Thursday, March 10, 2011

Carmela

My names is Carmela and I live in Putnam County, New York - 50 miles north of NYC. I made the Consecration 10 years ago with a group in my parish but to be quite honest, I didn't really understand the depth of it then and I've tried to renew my commitment several times over the years - not too successfully. So I am really excited to be able to do this with all of you. I have never blogged before and am not all that savvy at it! I do have the book but just started last night. In reading paragraph 2 regarding Mary's beautiful desire to be "hidden and unknown", I felt such awe at her humility, and at the same time, sadness for myself in knowing how difficult that is for me.
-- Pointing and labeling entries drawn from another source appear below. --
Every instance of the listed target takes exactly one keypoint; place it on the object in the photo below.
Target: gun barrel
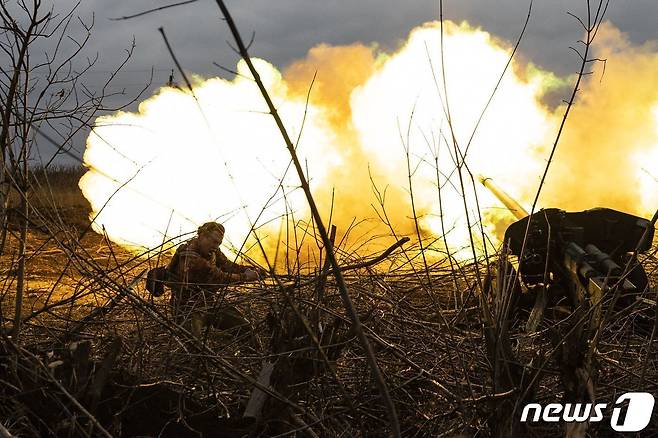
(513, 206)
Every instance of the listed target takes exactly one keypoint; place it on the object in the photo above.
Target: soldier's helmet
(211, 227)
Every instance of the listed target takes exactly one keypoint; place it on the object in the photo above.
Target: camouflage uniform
(193, 281)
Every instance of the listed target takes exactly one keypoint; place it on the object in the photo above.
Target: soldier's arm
(198, 270)
(227, 265)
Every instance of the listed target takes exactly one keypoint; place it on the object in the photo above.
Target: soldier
(197, 270)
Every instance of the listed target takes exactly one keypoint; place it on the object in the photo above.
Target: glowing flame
(217, 155)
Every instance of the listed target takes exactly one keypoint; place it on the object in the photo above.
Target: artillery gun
(587, 259)
(584, 254)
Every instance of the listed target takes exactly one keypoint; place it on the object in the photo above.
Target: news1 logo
(638, 413)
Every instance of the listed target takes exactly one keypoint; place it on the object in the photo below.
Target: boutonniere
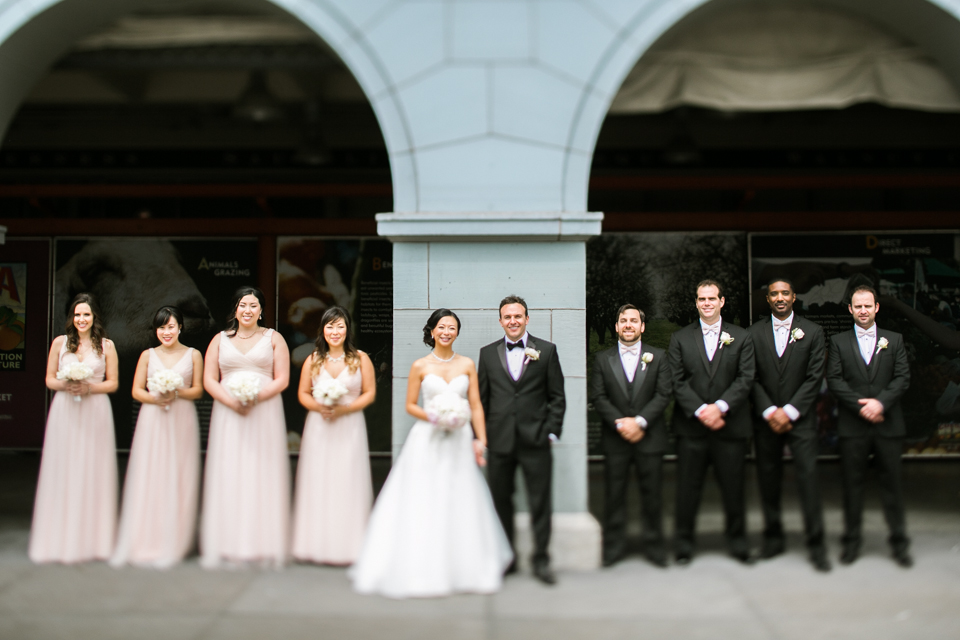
(725, 338)
(882, 343)
(646, 359)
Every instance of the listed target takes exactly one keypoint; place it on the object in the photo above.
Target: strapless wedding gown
(433, 530)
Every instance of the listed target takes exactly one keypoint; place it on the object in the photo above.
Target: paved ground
(712, 598)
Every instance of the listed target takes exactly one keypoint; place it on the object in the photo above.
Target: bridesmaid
(334, 492)
(246, 493)
(163, 478)
(75, 513)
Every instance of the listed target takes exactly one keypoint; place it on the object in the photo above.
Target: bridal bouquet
(244, 386)
(328, 392)
(164, 381)
(448, 411)
(75, 372)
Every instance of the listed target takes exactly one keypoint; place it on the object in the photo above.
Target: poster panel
(658, 272)
(24, 312)
(917, 276)
(132, 278)
(314, 274)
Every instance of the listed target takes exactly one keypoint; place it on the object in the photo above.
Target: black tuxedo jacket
(886, 379)
(614, 398)
(528, 409)
(697, 380)
(793, 378)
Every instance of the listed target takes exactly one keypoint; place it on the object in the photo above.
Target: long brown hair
(352, 359)
(97, 332)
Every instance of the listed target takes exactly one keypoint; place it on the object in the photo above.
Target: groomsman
(521, 390)
(630, 388)
(712, 364)
(790, 355)
(867, 372)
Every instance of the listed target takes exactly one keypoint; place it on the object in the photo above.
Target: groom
(521, 390)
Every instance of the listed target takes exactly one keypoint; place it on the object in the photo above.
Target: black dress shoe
(544, 574)
(818, 558)
(772, 547)
(657, 557)
(903, 558)
(849, 554)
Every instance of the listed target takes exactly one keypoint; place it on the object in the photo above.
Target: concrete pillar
(468, 263)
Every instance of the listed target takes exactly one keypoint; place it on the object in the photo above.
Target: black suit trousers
(649, 469)
(536, 463)
(854, 460)
(694, 456)
(804, 447)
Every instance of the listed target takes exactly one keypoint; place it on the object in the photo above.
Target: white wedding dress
(433, 530)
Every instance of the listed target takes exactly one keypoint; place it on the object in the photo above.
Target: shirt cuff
(791, 412)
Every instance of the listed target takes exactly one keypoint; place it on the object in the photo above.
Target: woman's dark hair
(351, 355)
(432, 323)
(232, 323)
(164, 314)
(97, 332)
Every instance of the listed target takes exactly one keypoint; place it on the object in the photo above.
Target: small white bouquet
(164, 381)
(75, 372)
(244, 386)
(448, 411)
(328, 392)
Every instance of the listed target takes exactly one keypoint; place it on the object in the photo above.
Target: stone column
(468, 263)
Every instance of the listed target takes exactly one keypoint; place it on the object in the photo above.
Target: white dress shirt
(630, 358)
(711, 340)
(515, 357)
(781, 332)
(867, 339)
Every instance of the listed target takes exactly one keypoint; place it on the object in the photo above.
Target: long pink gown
(75, 513)
(159, 516)
(246, 495)
(334, 492)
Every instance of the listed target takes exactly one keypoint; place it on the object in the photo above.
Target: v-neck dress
(245, 517)
(334, 493)
(75, 513)
(159, 516)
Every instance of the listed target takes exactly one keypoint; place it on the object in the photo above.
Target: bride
(433, 530)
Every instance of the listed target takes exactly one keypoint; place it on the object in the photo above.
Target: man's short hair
(773, 281)
(864, 288)
(514, 300)
(627, 307)
(709, 283)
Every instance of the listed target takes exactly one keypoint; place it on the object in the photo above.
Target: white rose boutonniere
(882, 343)
(646, 359)
(725, 338)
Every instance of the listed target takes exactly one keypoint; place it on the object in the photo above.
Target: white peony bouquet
(164, 381)
(448, 411)
(328, 392)
(244, 386)
(75, 372)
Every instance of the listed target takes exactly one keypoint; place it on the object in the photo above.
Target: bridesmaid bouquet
(328, 392)
(448, 411)
(75, 372)
(244, 386)
(164, 381)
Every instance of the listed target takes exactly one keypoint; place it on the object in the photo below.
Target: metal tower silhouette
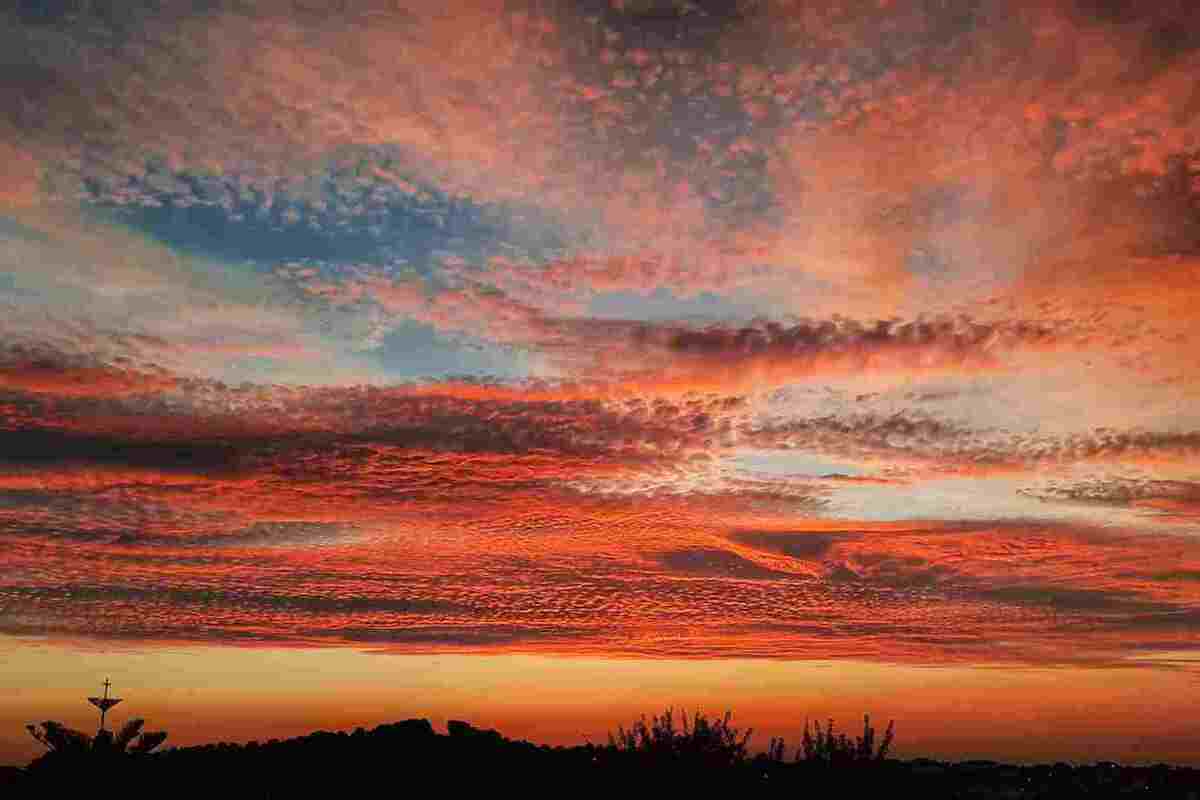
(105, 703)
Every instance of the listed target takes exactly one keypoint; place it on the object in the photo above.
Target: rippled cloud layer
(635, 328)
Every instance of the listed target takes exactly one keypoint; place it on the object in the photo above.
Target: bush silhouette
(820, 746)
(65, 746)
(700, 741)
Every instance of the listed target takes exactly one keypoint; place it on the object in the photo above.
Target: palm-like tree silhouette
(64, 741)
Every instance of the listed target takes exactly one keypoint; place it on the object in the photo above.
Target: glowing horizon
(670, 332)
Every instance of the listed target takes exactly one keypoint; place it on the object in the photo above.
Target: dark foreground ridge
(411, 756)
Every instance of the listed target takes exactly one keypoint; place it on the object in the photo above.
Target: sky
(789, 356)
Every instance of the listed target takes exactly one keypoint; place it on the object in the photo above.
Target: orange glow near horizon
(580, 359)
(203, 695)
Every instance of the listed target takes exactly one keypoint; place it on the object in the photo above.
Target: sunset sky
(540, 364)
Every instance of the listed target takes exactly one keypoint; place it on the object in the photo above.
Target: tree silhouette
(67, 744)
(712, 743)
(823, 747)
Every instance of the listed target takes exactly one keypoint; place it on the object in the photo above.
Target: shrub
(702, 741)
(823, 747)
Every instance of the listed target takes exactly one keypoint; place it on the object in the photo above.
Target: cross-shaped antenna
(105, 703)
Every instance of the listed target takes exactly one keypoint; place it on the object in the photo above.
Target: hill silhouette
(657, 755)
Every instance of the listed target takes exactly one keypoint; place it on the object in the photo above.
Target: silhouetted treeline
(659, 755)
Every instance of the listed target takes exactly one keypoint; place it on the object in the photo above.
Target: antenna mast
(105, 703)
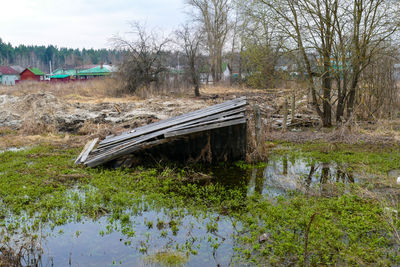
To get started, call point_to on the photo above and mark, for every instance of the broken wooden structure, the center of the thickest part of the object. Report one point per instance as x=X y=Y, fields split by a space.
x=213 y=134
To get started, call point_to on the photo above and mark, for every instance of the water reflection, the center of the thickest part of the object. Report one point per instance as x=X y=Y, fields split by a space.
x=284 y=174
x=207 y=238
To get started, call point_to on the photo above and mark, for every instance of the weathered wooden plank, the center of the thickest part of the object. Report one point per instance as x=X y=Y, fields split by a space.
x=177 y=120
x=78 y=160
x=205 y=128
x=121 y=150
x=174 y=121
x=126 y=151
x=86 y=152
x=209 y=118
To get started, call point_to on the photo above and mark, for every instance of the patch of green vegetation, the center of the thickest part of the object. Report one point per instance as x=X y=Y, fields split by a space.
x=346 y=229
x=369 y=158
x=42 y=186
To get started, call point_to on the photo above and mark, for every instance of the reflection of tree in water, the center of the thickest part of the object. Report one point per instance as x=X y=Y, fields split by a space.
x=336 y=173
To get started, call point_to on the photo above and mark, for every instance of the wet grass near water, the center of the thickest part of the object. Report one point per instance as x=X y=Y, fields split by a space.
x=312 y=204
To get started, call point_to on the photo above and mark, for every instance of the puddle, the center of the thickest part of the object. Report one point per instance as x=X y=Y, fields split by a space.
x=209 y=239
x=283 y=175
x=99 y=243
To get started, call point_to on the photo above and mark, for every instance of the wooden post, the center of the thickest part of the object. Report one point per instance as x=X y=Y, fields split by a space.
x=285 y=113
x=257 y=122
x=293 y=109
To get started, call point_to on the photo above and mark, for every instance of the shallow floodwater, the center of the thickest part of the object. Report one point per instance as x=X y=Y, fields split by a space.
x=283 y=175
x=210 y=237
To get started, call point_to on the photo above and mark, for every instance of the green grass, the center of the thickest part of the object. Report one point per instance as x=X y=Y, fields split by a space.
x=42 y=186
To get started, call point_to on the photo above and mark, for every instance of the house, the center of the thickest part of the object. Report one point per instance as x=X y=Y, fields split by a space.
x=8 y=76
x=18 y=69
x=32 y=74
x=95 y=72
x=61 y=78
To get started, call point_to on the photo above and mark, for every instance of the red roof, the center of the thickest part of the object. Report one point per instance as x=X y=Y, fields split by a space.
x=5 y=70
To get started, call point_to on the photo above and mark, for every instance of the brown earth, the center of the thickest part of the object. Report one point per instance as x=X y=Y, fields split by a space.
x=71 y=115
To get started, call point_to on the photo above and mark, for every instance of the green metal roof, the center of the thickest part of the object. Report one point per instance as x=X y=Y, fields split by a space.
x=36 y=71
x=96 y=71
x=59 y=76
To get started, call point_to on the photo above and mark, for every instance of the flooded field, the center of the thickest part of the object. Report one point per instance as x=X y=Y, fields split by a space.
x=57 y=214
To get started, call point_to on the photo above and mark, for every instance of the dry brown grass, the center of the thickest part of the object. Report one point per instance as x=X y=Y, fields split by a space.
x=92 y=89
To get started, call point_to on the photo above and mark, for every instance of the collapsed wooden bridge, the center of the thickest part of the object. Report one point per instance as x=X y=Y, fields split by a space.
x=216 y=133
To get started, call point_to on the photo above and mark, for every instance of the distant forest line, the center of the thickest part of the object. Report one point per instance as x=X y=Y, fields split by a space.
x=40 y=56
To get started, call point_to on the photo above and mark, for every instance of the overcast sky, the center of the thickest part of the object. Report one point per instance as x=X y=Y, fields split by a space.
x=82 y=23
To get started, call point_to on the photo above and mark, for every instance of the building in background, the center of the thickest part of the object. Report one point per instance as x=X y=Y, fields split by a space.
x=32 y=74
x=8 y=76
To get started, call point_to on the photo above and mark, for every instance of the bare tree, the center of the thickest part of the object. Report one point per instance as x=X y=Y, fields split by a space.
x=260 y=42
x=343 y=35
x=214 y=17
x=190 y=40
x=144 y=62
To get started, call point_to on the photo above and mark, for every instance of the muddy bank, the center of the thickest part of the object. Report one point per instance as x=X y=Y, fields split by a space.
x=46 y=110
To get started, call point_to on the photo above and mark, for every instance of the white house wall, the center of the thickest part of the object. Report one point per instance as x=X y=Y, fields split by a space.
x=9 y=79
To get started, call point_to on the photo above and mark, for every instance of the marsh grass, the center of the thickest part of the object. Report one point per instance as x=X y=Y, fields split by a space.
x=44 y=186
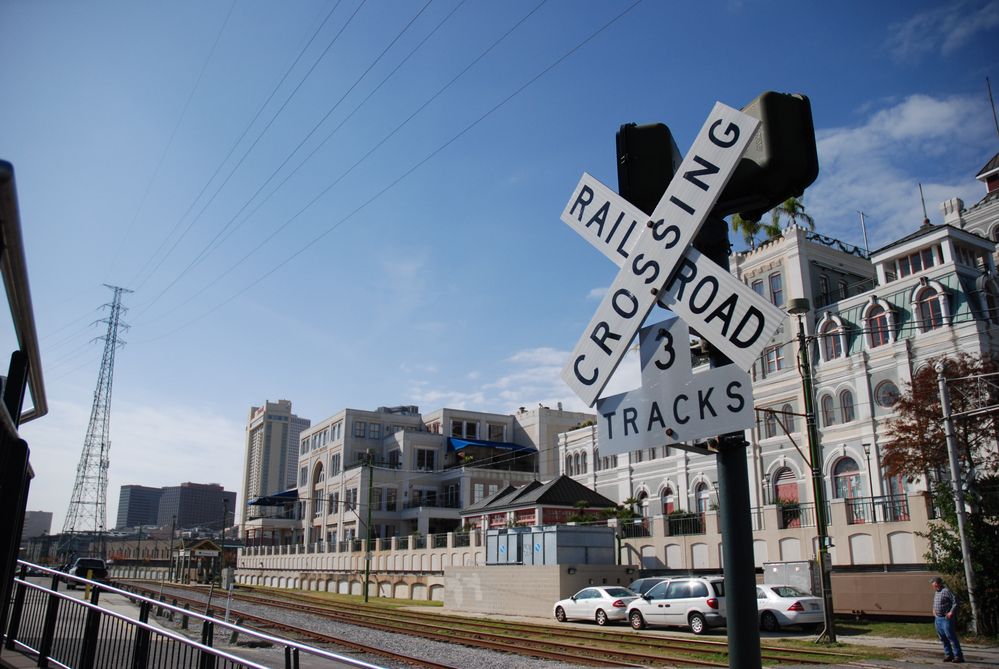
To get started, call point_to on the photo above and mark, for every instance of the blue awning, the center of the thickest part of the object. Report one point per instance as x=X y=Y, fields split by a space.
x=276 y=499
x=456 y=444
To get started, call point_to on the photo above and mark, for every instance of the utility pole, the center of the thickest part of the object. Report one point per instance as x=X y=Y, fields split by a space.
x=955 y=480
x=88 y=502
x=367 y=544
x=225 y=512
x=799 y=307
x=173 y=531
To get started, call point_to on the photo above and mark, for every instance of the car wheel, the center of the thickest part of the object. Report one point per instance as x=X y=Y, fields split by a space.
x=768 y=621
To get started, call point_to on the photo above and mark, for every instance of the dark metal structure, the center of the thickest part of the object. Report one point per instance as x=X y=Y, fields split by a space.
x=88 y=503
x=24 y=375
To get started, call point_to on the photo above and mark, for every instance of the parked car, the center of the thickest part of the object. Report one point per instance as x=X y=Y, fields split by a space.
x=601 y=604
x=783 y=605
x=694 y=602
x=643 y=585
x=92 y=568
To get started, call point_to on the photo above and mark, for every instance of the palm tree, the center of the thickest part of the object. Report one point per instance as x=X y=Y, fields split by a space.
x=793 y=209
x=749 y=229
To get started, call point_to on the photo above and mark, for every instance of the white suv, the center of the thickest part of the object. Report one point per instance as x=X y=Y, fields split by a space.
x=697 y=603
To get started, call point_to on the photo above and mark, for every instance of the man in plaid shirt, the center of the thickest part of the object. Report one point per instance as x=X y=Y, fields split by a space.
x=944 y=611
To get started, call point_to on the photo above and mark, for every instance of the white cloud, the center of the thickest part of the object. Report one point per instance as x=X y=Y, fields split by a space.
x=878 y=165
x=943 y=29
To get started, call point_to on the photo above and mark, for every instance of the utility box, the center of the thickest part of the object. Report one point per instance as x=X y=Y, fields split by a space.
x=550 y=545
x=802 y=574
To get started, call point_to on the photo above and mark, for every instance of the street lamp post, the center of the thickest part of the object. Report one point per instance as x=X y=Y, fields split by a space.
x=367 y=544
x=799 y=307
x=955 y=480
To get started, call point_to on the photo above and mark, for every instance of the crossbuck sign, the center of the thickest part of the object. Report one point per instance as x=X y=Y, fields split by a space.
x=657 y=265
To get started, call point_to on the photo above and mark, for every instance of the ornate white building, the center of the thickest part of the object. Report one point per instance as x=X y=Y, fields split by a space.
x=875 y=319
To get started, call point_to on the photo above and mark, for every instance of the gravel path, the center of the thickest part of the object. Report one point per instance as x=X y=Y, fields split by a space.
x=452 y=654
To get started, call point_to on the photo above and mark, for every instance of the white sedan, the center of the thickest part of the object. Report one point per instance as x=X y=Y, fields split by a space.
x=783 y=605
x=601 y=604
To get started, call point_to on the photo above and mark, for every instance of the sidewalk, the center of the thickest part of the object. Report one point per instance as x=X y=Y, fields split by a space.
x=14 y=659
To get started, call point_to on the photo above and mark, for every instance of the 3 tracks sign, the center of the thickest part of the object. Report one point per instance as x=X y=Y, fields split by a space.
x=657 y=265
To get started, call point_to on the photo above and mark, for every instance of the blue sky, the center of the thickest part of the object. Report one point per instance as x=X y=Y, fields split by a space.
x=357 y=203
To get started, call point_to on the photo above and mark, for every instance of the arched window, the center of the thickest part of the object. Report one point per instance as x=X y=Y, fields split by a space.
x=877 y=326
x=929 y=310
x=769 y=425
x=846 y=478
x=785 y=485
x=788 y=417
x=667 y=500
x=832 y=341
x=642 y=506
x=702 y=497
x=828 y=411
x=846 y=406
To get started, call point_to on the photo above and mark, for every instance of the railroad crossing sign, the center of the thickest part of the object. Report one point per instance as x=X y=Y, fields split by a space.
x=659 y=248
x=657 y=265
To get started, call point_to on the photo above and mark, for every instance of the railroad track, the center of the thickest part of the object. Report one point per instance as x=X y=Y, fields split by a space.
x=568 y=644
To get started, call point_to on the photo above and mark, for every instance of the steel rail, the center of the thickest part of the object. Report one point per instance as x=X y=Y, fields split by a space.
x=626 y=637
x=359 y=615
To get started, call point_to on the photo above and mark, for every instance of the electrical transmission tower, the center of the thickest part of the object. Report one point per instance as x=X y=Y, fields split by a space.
x=87 y=506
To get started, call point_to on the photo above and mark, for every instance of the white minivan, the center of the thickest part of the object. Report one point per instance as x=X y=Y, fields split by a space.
x=695 y=602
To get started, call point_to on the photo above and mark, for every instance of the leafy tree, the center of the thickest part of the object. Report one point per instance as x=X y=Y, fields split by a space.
x=747 y=228
x=792 y=209
x=916 y=441
x=917 y=447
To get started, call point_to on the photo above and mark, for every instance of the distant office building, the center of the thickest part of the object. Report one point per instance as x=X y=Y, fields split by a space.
x=271 y=461
x=138 y=505
x=196 y=505
x=36 y=523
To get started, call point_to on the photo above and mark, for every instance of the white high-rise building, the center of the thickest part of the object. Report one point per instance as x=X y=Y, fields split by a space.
x=271 y=458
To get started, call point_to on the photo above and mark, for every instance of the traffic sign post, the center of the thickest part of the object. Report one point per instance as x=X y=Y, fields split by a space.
x=657 y=265
x=661 y=243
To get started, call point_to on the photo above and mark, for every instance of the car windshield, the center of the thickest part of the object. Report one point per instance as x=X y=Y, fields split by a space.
x=788 y=591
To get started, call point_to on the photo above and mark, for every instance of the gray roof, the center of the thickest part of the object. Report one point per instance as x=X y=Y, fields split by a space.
x=562 y=491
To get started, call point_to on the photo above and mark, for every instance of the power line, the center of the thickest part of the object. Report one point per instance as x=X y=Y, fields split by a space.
x=239 y=140
x=173 y=134
x=392 y=184
x=208 y=247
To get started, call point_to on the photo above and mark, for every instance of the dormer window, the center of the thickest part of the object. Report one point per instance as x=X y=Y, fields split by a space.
x=930 y=313
x=877 y=324
x=916 y=262
x=929 y=305
x=832 y=337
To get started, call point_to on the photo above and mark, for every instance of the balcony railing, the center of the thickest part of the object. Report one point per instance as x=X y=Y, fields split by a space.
x=433 y=503
x=638 y=527
x=884 y=509
x=67 y=631
x=679 y=524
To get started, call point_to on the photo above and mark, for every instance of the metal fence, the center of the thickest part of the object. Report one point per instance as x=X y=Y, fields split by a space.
x=70 y=632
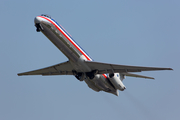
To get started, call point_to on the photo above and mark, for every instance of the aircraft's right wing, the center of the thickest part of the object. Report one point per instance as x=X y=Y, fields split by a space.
x=135 y=75
x=59 y=69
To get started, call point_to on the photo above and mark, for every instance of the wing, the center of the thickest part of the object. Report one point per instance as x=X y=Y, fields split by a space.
x=112 y=68
x=59 y=69
x=139 y=76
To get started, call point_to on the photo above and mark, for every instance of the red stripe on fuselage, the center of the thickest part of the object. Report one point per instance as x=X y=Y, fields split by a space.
x=69 y=40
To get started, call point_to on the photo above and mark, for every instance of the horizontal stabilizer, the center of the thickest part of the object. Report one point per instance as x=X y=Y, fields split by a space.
x=135 y=75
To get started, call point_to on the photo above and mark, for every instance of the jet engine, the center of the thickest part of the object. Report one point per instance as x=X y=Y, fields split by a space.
x=116 y=79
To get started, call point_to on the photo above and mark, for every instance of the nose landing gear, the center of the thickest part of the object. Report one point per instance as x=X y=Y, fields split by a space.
x=38 y=27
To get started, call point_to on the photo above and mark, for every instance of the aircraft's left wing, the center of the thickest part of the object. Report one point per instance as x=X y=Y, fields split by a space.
x=59 y=69
x=103 y=68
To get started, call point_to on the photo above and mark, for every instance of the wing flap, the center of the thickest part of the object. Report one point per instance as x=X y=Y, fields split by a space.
x=59 y=69
x=109 y=68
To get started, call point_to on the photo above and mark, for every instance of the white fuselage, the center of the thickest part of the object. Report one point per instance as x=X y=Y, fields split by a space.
x=76 y=55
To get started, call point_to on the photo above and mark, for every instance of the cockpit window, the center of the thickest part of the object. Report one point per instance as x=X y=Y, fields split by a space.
x=46 y=15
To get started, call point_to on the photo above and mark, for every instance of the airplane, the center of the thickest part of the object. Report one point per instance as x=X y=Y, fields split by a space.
x=97 y=75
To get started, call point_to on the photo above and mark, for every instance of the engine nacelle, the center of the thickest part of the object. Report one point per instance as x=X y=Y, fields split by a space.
x=116 y=79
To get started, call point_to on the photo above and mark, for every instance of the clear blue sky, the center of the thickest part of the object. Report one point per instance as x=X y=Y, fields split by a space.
x=118 y=31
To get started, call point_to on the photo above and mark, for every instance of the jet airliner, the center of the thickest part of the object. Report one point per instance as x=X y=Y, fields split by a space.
x=97 y=75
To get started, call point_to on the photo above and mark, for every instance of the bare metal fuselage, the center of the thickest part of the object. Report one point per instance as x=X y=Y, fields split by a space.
x=76 y=58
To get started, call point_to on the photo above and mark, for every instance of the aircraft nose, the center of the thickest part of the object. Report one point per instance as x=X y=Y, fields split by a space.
x=37 y=20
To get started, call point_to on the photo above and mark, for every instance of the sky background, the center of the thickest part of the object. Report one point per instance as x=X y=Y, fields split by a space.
x=129 y=32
To really be okay with being forgotten, hidden, unknown - I pray for the grace to have a heart like that someday!

3 comments:

ruth said...

The humility of spirit that you refer to is also a desire of my heart and I hope that in reading this book and with Mary's intercession and modeling, we will grow in virtue and love for the Lord.
Glad you joined the book study/blog.

LeafedOut said...

Mary being "hidden and unknown" struck me as well. I can't imagine desiring that for myself but at the same time know that I should desire it. The feeling of being invisible is not a good feeling for me. It makes me resentful. So how can I desire that? I think Carmela got it right when she said, "I pray for the grace to have a heart like that."

By the way, I'm Jean from Cedar Rapids, and am new to blogging.

Mary Jo said...

I have trouble with feeling unloved when faced with being hidden and un- noticed. I realize this is the time
that I am privledged with the opportunity to grow in humility but it is hard. Thank goodness we have our Blessed Mother to turn to. Growing in virtue will make it easier! I will pray!!!